Au premier rang des « bêtes noires » de nos si chères élites figure le « populisme ».

De quoi s’agit-il ? D’une critique des élites et d’un appel au peuple pour résoudre les problèmes qui se posent à notre société.
On comprend naturellement que les élites contemporaines apprécient moyennement d’être critiquées. Mais le moins que l’on puisse dire, c’est qu’elles-mêmes nous donnent quotidiennement ma­tière à critique. Il suffit d’ouvrir un journal, il suffit d’allumer sa radio ou sa télévision, pour entendre ici un « intellectuel », là un homme politique, là encore un journaliste, nous expliquer que la dette publique est abyssale, que nous sommes le pays le plus imposé du monde libre, que la liberté d’expression régresse, tandis que l’insécurité progresse…

Ce n’est pas le peuple seul qui pose ce diagnostic effarant. C’est, tout autant, les élites, soit pour nous « vendre » l’austérité, soit pour critiquer les gouvernants du « camp d’en face ».

En un mot, le populisme est d’abord alimenté par les élites (ou prétendues telles, car une oligarchie n’est pas réellement une élite).
Et, surtout, en régime démocratique, les élites prétendent tenir leur pouvoir du peuple. Ce n’est pas vrai seulement des hommes politiques. Il suffit d’entendre l’ensemble de la classe parlante pour comprendre à demi-mot qu’elle prétend être « la voix des sans-voix », comme on disait dans les années 1970.

Mais, alors, on voit mal comment le peuple, dans ce cadre, ne serait pas encore mieux fondé à parler que ceux qui affirment parler en son nom.
Bref, on voit mal, au plan intellectuel, comment des élites démocratiques, peuvent s’opposer au populisme.

Le seul véritable « argument » anti-populiste réside dans une équivalence fallacieuse : l’équivalence entre populisme et démagogie.
Or, il n’est nullement certain que tous les combats populistes soient démagogiques. Et il est, en revanche, certain que bien des tenants de l’élite sont, eux, des démagogues.

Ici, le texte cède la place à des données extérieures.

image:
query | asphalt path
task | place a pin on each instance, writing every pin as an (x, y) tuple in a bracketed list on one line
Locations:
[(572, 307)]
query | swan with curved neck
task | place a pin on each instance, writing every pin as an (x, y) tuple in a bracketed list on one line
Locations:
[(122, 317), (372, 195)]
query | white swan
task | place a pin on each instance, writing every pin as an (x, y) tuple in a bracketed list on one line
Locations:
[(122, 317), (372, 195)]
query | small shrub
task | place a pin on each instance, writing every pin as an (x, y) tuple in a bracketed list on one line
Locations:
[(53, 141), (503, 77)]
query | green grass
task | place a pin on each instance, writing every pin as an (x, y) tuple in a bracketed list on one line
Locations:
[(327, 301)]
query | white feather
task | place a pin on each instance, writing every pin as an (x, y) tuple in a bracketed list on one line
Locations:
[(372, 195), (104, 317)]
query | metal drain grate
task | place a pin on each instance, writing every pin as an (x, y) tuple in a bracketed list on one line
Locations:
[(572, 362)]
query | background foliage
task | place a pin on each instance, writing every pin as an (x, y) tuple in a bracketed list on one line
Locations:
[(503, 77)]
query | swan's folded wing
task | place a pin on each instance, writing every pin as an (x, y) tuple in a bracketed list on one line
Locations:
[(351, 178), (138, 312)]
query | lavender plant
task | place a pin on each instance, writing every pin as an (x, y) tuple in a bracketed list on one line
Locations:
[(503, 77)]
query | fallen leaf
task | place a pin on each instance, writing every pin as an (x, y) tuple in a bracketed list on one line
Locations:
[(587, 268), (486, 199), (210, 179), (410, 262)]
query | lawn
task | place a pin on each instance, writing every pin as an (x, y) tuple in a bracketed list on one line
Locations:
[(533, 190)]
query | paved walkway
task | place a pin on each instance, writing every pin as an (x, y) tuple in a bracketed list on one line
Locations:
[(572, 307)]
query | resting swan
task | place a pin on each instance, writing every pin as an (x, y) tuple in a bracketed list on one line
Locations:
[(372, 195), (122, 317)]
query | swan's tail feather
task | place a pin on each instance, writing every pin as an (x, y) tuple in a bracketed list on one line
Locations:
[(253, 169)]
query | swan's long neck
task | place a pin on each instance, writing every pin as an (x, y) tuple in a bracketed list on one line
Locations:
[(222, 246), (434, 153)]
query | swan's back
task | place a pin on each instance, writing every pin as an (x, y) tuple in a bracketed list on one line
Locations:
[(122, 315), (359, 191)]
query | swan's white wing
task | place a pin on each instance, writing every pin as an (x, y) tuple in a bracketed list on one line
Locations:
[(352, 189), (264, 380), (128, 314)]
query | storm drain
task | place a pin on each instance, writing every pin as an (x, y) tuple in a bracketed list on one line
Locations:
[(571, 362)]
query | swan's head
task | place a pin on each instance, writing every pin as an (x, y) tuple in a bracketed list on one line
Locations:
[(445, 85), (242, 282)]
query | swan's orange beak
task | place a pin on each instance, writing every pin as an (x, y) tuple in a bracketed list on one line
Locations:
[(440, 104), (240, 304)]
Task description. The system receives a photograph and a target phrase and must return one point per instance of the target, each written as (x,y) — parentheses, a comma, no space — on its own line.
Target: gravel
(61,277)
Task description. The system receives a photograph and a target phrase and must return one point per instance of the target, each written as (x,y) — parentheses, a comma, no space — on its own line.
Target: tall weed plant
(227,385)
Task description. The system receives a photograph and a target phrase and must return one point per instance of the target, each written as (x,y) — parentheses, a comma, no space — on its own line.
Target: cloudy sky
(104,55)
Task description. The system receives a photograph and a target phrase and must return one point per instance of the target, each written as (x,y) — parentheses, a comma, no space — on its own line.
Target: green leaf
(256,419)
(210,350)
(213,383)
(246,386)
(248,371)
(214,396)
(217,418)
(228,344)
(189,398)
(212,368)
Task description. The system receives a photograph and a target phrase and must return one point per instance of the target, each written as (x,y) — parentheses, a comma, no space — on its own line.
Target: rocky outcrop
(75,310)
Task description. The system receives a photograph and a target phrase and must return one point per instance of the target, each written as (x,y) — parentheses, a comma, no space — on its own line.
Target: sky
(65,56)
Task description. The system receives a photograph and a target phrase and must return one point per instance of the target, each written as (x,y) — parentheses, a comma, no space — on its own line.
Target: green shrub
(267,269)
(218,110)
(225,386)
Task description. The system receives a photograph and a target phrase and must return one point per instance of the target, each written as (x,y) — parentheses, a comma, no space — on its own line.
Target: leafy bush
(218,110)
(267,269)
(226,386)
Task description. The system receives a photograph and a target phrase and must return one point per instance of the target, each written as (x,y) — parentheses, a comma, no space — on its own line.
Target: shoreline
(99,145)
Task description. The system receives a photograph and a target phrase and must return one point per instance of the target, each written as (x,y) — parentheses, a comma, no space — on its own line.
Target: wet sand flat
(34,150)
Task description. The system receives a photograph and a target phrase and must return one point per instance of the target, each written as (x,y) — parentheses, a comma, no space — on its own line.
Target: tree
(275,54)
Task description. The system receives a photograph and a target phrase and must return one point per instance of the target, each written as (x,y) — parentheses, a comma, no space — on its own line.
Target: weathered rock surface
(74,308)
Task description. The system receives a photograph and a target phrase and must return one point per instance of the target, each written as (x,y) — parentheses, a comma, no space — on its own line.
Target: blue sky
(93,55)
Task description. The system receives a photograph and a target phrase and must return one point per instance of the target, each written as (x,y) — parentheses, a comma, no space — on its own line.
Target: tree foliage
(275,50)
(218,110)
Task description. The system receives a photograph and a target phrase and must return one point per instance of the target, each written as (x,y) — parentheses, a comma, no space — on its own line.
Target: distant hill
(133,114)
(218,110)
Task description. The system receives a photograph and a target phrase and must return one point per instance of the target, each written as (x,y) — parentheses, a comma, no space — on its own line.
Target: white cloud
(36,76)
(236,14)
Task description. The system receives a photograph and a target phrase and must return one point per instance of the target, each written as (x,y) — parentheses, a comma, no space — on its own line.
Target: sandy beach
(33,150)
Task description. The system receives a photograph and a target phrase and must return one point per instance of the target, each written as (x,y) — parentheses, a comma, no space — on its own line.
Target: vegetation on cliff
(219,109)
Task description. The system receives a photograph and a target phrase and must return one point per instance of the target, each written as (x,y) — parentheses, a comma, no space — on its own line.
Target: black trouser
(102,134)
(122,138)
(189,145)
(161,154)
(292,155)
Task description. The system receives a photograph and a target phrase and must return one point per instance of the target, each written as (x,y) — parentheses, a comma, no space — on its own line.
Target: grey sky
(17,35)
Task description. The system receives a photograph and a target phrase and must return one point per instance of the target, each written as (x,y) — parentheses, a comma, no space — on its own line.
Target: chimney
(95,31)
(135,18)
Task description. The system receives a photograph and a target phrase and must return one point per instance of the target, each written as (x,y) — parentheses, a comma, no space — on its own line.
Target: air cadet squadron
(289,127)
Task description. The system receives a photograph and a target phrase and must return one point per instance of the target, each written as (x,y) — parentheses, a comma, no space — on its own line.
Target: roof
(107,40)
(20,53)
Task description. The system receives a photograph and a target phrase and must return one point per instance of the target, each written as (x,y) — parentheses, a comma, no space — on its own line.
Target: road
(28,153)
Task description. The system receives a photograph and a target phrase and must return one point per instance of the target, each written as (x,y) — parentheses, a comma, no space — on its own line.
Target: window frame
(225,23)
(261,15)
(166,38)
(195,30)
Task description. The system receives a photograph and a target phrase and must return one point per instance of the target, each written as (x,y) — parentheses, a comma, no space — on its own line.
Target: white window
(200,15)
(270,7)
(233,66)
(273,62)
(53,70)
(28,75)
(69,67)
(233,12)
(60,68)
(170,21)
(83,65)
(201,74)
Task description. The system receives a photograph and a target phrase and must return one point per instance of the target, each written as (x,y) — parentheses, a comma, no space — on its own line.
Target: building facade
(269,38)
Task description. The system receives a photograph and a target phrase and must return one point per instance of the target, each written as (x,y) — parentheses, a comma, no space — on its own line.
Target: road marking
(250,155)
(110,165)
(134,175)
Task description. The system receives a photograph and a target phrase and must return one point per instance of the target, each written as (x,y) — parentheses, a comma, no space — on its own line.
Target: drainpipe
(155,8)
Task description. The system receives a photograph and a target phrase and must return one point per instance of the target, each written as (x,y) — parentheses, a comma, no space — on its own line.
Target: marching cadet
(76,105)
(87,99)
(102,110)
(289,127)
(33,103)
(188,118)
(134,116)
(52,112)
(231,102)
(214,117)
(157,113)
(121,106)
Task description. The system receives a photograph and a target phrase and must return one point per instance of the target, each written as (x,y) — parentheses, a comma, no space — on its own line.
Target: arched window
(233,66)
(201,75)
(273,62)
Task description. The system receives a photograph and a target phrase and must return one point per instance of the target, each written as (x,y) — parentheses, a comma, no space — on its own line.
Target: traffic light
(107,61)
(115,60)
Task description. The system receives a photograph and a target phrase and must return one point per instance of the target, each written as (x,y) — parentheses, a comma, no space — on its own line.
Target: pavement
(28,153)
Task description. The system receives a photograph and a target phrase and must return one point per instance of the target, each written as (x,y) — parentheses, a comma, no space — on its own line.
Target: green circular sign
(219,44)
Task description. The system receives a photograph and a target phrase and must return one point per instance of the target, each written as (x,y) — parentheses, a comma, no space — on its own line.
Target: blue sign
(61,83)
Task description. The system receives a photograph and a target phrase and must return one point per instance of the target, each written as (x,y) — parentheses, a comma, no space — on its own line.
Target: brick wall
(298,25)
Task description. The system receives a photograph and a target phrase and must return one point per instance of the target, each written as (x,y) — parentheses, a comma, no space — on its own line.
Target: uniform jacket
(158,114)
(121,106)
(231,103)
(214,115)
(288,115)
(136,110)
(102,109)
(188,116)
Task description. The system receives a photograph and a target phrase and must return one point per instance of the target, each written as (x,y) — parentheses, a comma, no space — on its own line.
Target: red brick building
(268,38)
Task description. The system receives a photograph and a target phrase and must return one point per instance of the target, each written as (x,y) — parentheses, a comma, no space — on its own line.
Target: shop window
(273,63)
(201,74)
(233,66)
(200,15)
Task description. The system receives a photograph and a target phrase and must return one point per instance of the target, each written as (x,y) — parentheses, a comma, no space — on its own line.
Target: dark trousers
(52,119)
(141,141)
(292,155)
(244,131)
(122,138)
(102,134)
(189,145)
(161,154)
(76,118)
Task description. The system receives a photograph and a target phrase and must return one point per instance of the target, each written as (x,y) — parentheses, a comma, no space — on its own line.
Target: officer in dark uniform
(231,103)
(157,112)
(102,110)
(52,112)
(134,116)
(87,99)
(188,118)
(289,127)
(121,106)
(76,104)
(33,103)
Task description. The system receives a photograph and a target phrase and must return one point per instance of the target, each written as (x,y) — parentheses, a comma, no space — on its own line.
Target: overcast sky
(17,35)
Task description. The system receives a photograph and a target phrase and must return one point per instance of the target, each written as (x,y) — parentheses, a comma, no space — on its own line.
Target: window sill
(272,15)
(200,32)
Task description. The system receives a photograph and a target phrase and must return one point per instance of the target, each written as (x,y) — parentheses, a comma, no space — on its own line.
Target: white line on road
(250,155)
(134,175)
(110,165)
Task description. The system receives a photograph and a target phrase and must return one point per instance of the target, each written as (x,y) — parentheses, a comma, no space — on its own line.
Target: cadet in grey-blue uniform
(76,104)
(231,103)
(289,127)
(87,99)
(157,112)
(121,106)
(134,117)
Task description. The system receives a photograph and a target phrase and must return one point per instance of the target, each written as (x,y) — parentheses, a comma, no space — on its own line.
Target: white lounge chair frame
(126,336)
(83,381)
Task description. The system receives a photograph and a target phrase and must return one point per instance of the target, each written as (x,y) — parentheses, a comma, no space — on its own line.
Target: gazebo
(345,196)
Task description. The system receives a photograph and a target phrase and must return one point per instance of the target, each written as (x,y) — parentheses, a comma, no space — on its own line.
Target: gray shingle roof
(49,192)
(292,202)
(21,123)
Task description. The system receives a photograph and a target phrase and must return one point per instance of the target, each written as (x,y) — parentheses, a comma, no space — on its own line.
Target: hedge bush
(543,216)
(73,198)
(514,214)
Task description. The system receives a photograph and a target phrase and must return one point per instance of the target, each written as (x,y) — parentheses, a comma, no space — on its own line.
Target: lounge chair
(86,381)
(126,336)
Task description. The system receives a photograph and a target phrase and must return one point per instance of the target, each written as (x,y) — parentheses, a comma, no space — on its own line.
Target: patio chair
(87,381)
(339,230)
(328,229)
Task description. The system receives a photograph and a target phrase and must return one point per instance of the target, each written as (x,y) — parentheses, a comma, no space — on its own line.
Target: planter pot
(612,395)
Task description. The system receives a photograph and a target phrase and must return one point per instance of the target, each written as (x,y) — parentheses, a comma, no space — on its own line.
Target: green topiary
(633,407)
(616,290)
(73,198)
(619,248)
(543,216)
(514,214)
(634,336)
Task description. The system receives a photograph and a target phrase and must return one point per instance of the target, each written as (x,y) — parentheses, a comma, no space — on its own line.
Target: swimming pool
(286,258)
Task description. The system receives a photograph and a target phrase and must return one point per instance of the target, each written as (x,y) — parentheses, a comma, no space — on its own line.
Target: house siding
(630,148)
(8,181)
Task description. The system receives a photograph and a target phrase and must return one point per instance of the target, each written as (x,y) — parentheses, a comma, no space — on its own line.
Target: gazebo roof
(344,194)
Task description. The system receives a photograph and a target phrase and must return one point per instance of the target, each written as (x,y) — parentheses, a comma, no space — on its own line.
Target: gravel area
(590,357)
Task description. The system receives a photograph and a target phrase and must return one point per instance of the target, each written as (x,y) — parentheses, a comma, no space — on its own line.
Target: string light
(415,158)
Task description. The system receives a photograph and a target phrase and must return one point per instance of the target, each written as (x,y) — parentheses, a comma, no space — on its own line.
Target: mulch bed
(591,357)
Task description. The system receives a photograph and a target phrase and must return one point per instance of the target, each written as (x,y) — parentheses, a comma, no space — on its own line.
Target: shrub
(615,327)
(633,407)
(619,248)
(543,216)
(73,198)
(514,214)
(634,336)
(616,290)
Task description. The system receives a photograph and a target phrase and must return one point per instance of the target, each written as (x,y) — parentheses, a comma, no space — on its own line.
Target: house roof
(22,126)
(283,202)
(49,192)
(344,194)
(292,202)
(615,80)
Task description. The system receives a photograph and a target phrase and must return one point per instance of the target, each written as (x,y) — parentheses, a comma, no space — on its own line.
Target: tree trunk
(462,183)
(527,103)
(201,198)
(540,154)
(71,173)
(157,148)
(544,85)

Si l’on veut bien songer une seconde à l’origine de notre dette publique, il n’est pas difficile de la trouver dans l’expansion délirante de notre État-providence – expansion qui fut, elle-même, causée par le principe électoraliste majeur : « Demain, on rase gratis ! »

Ce qui est le plus étrange, peut-être, dans notre société, c’est que, plus on parle du peuple et de la démocratie, plus on muselle le peuple et on fausse la démocratie.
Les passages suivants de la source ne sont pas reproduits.